Cloud computing has never been cheap, at least not when you're buying from AWS.
The truth is, more memory equals more money. Remember, that doesn’t even include the cost Databricks would layer on top of your compute, for example.
You start adding that stuff together, and things get out of hand really quickly. Besides, how many Spark clusters do you know of that run a single node? Sorta defeats the purpose of distributed compute.
There is some sort of complexity that comes along with most distributed compute and clusters that come from places like Databricks. Yes, I know that has made it pretty easy, considering them against something like that God-awful EMR.
However, the rise of the Serverless approach has attempted to sidestep the complexity problem. Of course, this comes at a price, a literally big price. Like, I mean, expensive.
If you’re interested in the nuances of Serverless, in a Databricks context, when and where to use it, check out Josue Bogran on LinkedIn.
What does this all mean? Why did the “Big Saas Vendors” push so hard towards serverless, and why did the popularity of DuckDB and Polars explode so much?
Is it just a classic case of doing more with less? Complexity? A return to the draconian ways of the SQL Server past, where every GB of RAM was cared for and watched over like the Ring of Power by Golum?
There must be a business payback in some form for all this burned computing cost. New products, better insights, the ability to be more “data driven,” something.
Enter the world of “fast” and “streaming” computation.
My guess is that it was the perfect storm of data and global economics coming together at the right time. The renewed focus on actual compute and SaaS vendor spend, the need to reduce costs, and save money. The “discovery” of fast (Rust and C-based) underpinnings that can drive (Python) top-level frameworks. Continued ability to reduce memory usage by streaming computations on OOM datasets.
Costs storm-crows coming home to roost.
Advanced low-level-ish fast-ish frameworks wrapped in Python
Working on larger-than-memory datasets is becoming mainstream.
Being reminded that your data isn’t that big.
To prove your fealty to the Single Node Rebellion, you can now visit my new Merch page for this Substack and purchase the shirt. Hey, I can be a grifter too. Who do you think is paying for all my Databricks credits??!! You are.
The lazy computation that saved our weary souls from Pandas and Spark, both. Hard to understand the importance.
Back in the day, we either Pandas OOM it, or Spark destroyed it and us. The truth is somewhere in the middle; both sides of the Single Node Rebellion have a point.
Databricks, Snowflake, and the like offer more than just the crunch of data bewteen the teeth of bits and bytes. They offer an end-to-end Data Platform that provides EVERYTHING needed to run a Lake House at scale.
You can’t simply turn a blind eye to what these platforms have done besides charging a lot of money. They have democratized data in the whole business. AI, ML, Governance, Alerting, Data Storage, Data Compute, Dashboards, the list goes on.

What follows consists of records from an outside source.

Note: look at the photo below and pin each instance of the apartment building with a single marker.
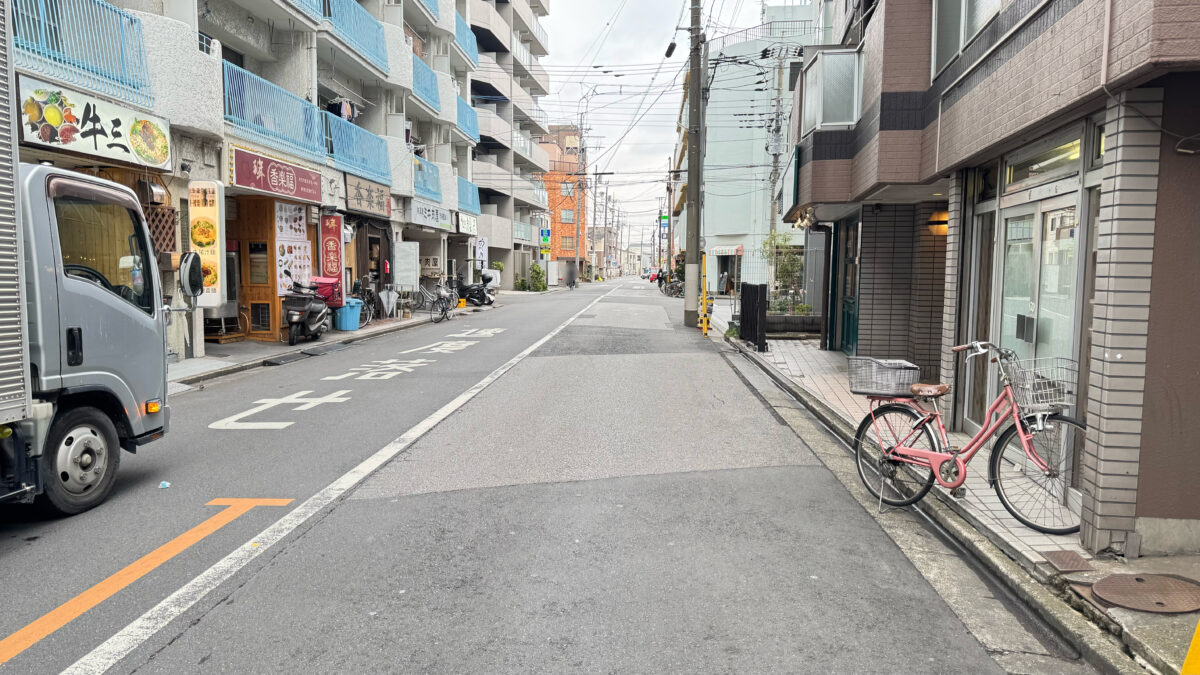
(750, 75)
(508, 163)
(1020, 172)
(335, 137)
(568, 193)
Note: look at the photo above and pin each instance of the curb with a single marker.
(1098, 646)
(261, 363)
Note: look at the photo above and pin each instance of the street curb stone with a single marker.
(1099, 647)
(262, 363)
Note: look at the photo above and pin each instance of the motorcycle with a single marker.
(477, 293)
(306, 310)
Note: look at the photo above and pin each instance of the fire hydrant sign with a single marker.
(205, 233)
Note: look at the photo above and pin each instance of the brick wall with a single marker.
(885, 276)
(952, 272)
(1117, 365)
(927, 292)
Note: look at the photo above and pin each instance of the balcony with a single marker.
(468, 120)
(465, 39)
(89, 43)
(357, 150)
(273, 115)
(425, 83)
(468, 197)
(357, 28)
(426, 180)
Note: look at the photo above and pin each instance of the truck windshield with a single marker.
(101, 244)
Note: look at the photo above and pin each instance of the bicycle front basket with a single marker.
(882, 377)
(1045, 383)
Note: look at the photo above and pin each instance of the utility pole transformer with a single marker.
(695, 168)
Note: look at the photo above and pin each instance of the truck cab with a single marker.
(95, 326)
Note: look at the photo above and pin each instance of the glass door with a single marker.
(978, 389)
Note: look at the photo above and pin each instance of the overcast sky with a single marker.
(629, 39)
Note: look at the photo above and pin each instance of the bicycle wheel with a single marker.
(1036, 497)
(900, 483)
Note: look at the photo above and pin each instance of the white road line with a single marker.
(120, 645)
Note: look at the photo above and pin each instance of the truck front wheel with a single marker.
(79, 461)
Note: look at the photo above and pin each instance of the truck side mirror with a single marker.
(191, 275)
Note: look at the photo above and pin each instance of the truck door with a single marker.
(108, 298)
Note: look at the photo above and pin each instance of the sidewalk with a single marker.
(237, 357)
(820, 380)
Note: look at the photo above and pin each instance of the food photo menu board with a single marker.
(293, 252)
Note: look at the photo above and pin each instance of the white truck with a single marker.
(83, 368)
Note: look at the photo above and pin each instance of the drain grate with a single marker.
(1149, 592)
(1067, 561)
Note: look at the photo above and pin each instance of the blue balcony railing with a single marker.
(425, 83)
(271, 114)
(426, 179)
(89, 43)
(355, 27)
(468, 120)
(357, 150)
(468, 196)
(466, 39)
(310, 7)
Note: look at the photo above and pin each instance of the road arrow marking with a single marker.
(81, 604)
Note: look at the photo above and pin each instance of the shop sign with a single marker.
(468, 223)
(293, 252)
(431, 266)
(267, 174)
(481, 252)
(65, 119)
(430, 215)
(205, 230)
(331, 252)
(367, 197)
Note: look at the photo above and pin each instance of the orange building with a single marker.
(568, 195)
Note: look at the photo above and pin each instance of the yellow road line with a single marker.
(1192, 661)
(78, 605)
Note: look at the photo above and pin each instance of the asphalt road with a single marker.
(621, 499)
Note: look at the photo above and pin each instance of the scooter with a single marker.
(477, 293)
(306, 312)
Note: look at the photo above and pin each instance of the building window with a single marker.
(833, 90)
(955, 23)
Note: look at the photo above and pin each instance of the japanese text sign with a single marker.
(267, 174)
(60, 118)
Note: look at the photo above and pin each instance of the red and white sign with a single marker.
(267, 174)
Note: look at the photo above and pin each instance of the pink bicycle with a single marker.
(899, 455)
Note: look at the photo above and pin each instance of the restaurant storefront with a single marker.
(273, 232)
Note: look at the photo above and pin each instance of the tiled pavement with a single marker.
(823, 374)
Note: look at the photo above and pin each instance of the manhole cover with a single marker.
(1149, 592)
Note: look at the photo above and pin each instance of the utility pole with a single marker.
(695, 168)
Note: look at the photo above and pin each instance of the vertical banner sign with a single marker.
(331, 252)
(205, 230)
(480, 252)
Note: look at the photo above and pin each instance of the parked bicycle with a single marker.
(900, 457)
(364, 292)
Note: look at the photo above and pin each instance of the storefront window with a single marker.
(1027, 169)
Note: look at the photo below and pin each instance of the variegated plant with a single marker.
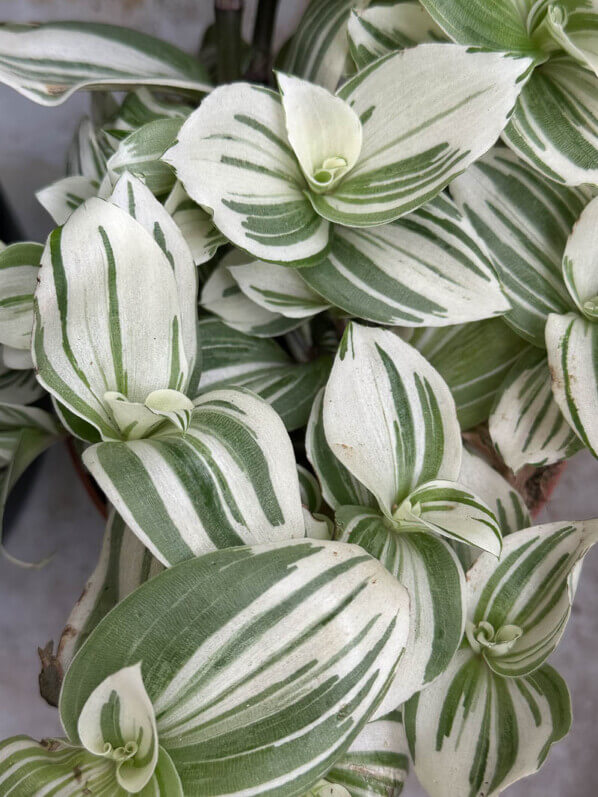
(266, 325)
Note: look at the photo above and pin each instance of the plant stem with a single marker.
(263, 30)
(229, 15)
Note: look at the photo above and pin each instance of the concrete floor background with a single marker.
(58, 515)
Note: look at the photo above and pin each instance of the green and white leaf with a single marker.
(500, 25)
(197, 227)
(430, 571)
(268, 645)
(19, 267)
(526, 424)
(279, 290)
(389, 417)
(230, 480)
(524, 221)
(473, 359)
(319, 50)
(48, 63)
(382, 29)
(572, 346)
(124, 564)
(140, 153)
(89, 337)
(529, 588)
(554, 126)
(339, 487)
(425, 269)
(233, 157)
(377, 762)
(222, 295)
(475, 733)
(427, 113)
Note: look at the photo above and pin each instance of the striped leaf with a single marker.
(48, 63)
(89, 337)
(58, 768)
(524, 221)
(318, 51)
(265, 673)
(388, 416)
(519, 605)
(430, 571)
(459, 102)
(474, 733)
(473, 359)
(230, 480)
(454, 511)
(277, 289)
(197, 227)
(140, 153)
(123, 565)
(64, 196)
(233, 157)
(526, 424)
(500, 25)
(382, 29)
(554, 126)
(377, 762)
(572, 345)
(425, 269)
(19, 267)
(339, 487)
(222, 295)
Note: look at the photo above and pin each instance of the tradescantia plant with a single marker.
(275, 320)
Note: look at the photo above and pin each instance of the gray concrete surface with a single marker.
(58, 515)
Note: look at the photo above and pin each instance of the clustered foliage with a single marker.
(267, 316)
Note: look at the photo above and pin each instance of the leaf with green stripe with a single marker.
(526, 424)
(554, 126)
(233, 157)
(572, 346)
(318, 50)
(389, 417)
(426, 269)
(524, 221)
(379, 30)
(123, 565)
(48, 63)
(474, 733)
(519, 605)
(89, 337)
(19, 267)
(263, 664)
(430, 571)
(230, 480)
(377, 763)
(339, 487)
(473, 359)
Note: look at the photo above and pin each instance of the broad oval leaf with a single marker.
(265, 673)
(430, 571)
(572, 346)
(426, 269)
(47, 63)
(89, 337)
(528, 588)
(524, 221)
(233, 157)
(427, 113)
(230, 480)
(553, 126)
(389, 417)
(474, 732)
(526, 424)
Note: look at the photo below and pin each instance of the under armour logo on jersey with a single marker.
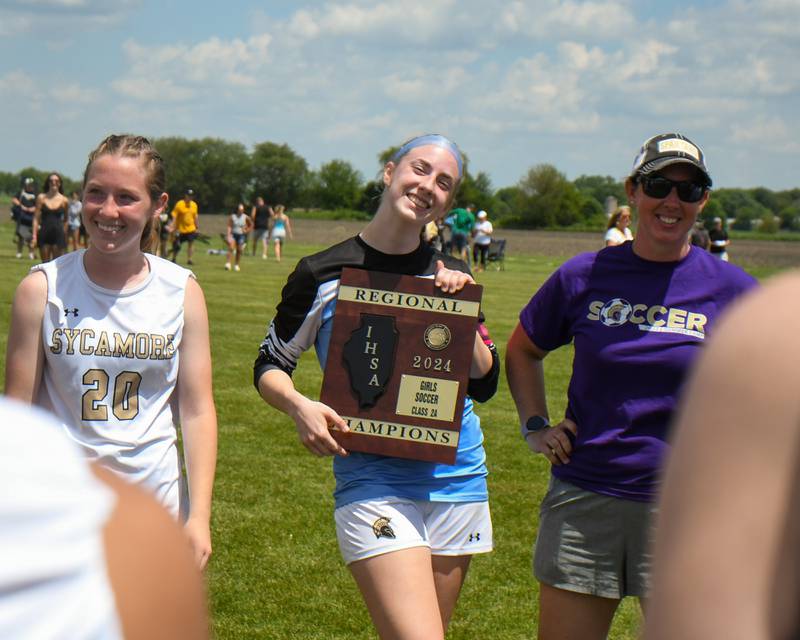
(381, 528)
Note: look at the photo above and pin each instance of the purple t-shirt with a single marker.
(638, 326)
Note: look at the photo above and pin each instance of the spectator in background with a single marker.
(618, 230)
(719, 240)
(483, 237)
(185, 222)
(74, 222)
(430, 235)
(239, 225)
(23, 209)
(261, 214)
(463, 221)
(280, 227)
(50, 219)
(699, 236)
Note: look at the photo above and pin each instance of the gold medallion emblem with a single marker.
(437, 337)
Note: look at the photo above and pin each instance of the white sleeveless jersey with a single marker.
(112, 367)
(53, 575)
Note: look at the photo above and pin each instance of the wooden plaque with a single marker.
(398, 364)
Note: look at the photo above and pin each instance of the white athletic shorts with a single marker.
(374, 527)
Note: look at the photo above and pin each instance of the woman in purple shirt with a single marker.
(638, 314)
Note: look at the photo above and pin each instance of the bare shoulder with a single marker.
(763, 323)
(32, 291)
(158, 590)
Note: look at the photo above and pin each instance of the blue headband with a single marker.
(436, 140)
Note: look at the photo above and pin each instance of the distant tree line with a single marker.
(224, 173)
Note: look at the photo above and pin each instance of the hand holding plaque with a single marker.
(398, 364)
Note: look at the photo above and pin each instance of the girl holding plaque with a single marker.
(407, 529)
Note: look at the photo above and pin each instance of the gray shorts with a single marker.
(594, 544)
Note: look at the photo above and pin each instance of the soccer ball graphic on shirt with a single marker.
(615, 312)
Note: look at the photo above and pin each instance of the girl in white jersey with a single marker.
(114, 341)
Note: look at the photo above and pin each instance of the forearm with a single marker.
(525, 374)
(277, 389)
(481, 358)
(200, 449)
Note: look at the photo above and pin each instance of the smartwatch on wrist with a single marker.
(533, 425)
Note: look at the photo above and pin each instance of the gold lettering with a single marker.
(635, 317)
(651, 315)
(676, 319)
(102, 348)
(57, 345)
(594, 310)
(123, 348)
(142, 344)
(72, 335)
(157, 346)
(84, 348)
(696, 322)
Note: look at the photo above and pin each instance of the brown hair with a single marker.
(131, 146)
(46, 185)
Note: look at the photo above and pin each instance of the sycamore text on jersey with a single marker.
(142, 346)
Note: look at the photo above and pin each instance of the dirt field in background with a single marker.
(775, 254)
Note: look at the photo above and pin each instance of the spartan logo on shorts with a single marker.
(381, 528)
(615, 312)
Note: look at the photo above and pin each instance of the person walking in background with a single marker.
(23, 210)
(74, 222)
(144, 362)
(638, 314)
(462, 222)
(280, 227)
(185, 218)
(618, 230)
(483, 238)
(719, 240)
(435, 516)
(50, 219)
(699, 236)
(239, 225)
(261, 214)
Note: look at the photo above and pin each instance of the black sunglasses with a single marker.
(660, 187)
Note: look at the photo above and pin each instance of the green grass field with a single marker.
(276, 570)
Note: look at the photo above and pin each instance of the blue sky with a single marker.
(575, 84)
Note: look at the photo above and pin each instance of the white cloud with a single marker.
(555, 18)
(180, 72)
(771, 133)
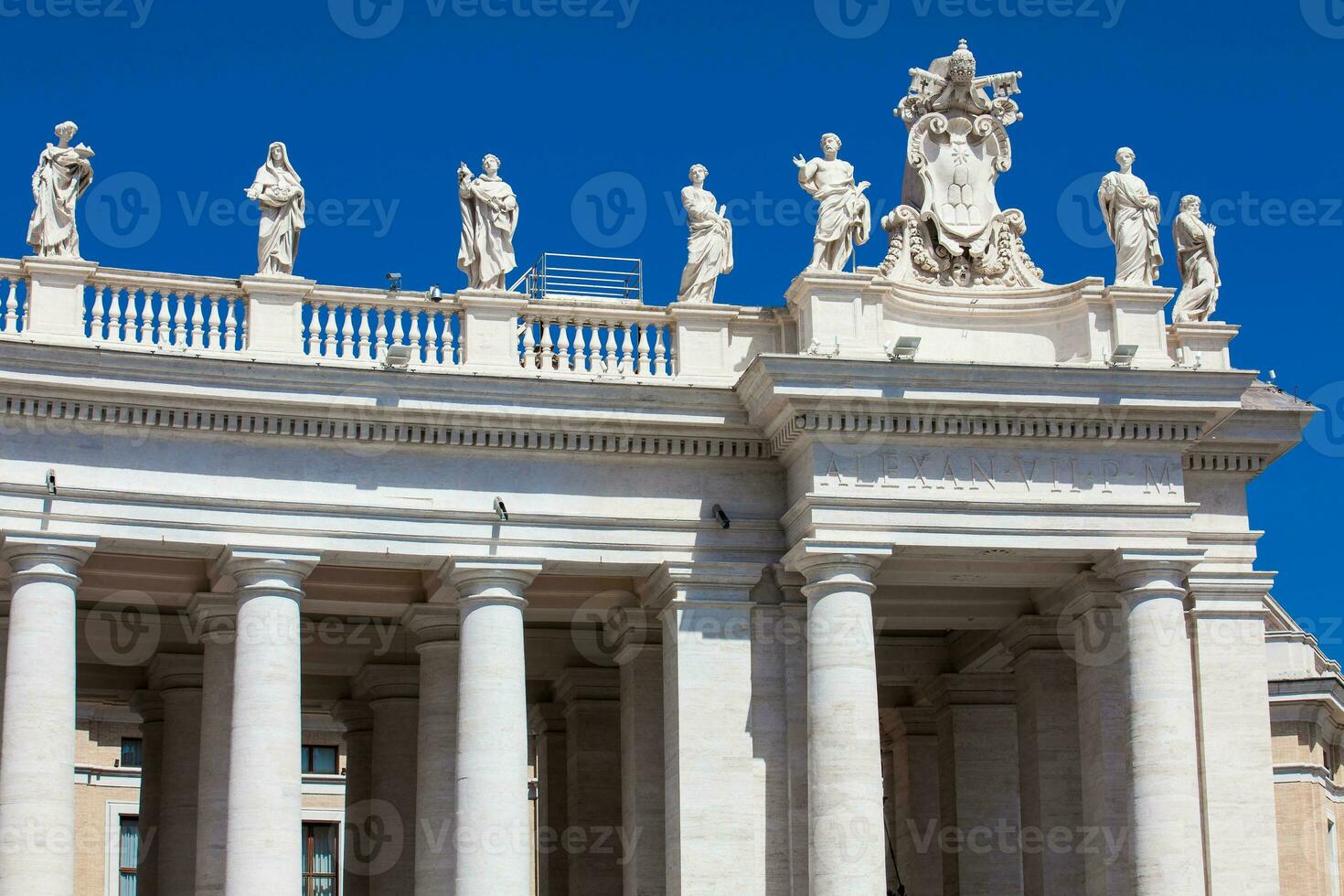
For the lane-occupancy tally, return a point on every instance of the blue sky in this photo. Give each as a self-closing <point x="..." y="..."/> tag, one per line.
<point x="598" y="108"/>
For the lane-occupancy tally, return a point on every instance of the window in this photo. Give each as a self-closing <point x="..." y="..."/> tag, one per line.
<point x="128" y="852"/>
<point x="320" y="844"/>
<point x="132" y="752"/>
<point x="319" y="761"/>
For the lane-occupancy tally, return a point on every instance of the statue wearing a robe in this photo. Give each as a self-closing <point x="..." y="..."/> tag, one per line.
<point x="63" y="174"/>
<point x="1198" y="265"/>
<point x="844" y="219"/>
<point x="709" y="243"/>
<point x="489" y="220"/>
<point x="279" y="192"/>
<point x="1132" y="215"/>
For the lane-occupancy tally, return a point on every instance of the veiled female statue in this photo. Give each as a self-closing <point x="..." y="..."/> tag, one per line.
<point x="709" y="243"/>
<point x="489" y="220"/>
<point x="1132" y="217"/>
<point x="63" y="174"/>
<point x="1198" y="265"/>
<point x="279" y="192"/>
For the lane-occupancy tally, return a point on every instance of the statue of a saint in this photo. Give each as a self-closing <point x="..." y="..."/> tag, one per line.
<point x="63" y="174"/>
<point x="709" y="245"/>
<point x="489" y="219"/>
<point x="1132" y="215"/>
<point x="280" y="194"/>
<point x="1198" y="265"/>
<point x="846" y="218"/>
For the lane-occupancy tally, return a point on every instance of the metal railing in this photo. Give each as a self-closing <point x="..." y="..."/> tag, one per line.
<point x="560" y="275"/>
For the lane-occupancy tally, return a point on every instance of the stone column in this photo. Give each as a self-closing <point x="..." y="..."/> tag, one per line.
<point x="552" y="861"/>
<point x="151" y="710"/>
<point x="1234" y="727"/>
<point x="37" y="795"/>
<point x="214" y="617"/>
<point x="977" y="784"/>
<point x="844" y="753"/>
<point x="436" y="790"/>
<point x="1049" y="756"/>
<point x="265" y="805"/>
<point x="714" y="784"/>
<point x="494" y="815"/>
<point x="359" y="836"/>
<point x="915" y="812"/>
<point x="1166" y="833"/>
<point x="638" y="650"/>
<point x="1100" y="647"/>
<point x="592" y="700"/>
<point x="391" y="692"/>
<point x="177" y="678"/>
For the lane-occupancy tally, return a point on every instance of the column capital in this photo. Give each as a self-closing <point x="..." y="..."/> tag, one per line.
<point x="42" y="558"/>
<point x="279" y="571"/>
<point x="491" y="579"/>
<point x="354" y="715"/>
<point x="380" y="681"/>
<point x="582" y="684"/>
<point x="1140" y="570"/>
<point x="148" y="706"/>
<point x="702" y="583"/>
<point x="546" y="719"/>
<point x="175" y="672"/>
<point x="432" y="624"/>
<point x="214" y="617"/>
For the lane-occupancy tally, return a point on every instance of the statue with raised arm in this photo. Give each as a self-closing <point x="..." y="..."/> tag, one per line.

Compute are only how they make money, not how they get their hooks in you.
Let’s prove a point.
The point is not whether you can do it, that is, join the Single Node Rebellion, but do you have the guts to do it in production on your data stack? It’s easy.
Let’s prove the point by using an 8GB Linode instance …
To process 50GB of CSV data.
In the bygone years, Pandas would have puked on something like this, and everyone reached for Spark or something else.
We can reach for Polars …
We old dogs need to learn new tricks. Instead of reaching for a heavy hand with a Spark Cluster, we need to turn to commodity hardware on Linux with limited memory.
I mean, it takes less than 2 minutes to do such work.
root@localhost:~# python3 hello.py
/root/hello.py:28: UserWarning: ‘(default_)region’ not set; polars will try to get it from bucket
Set the region manually to silence this warning.
agg_lf.sink_parquet(
Sank Parquet to s3://confessions-of-a-data-guy/analytics/ride_counts_by_day.parquet
0:01:58.106536
The code is concise, the cost is minimal, and the runtimes are brief. Why aren’t more people doing this sort of thing? I do not know. In the past, it was more about infrastructure, but now that Polars Cloud is here …
You can use tools like Polars and DuckDB to handle Iceberg and Delta Lake, so the Lake House is also an option.
I do think that one of the biggest “blockers” that keeps people from simply replacing a particular Databricks, Snowflake, or whatever pipeline with Polars or DuckDB … is infrastructure.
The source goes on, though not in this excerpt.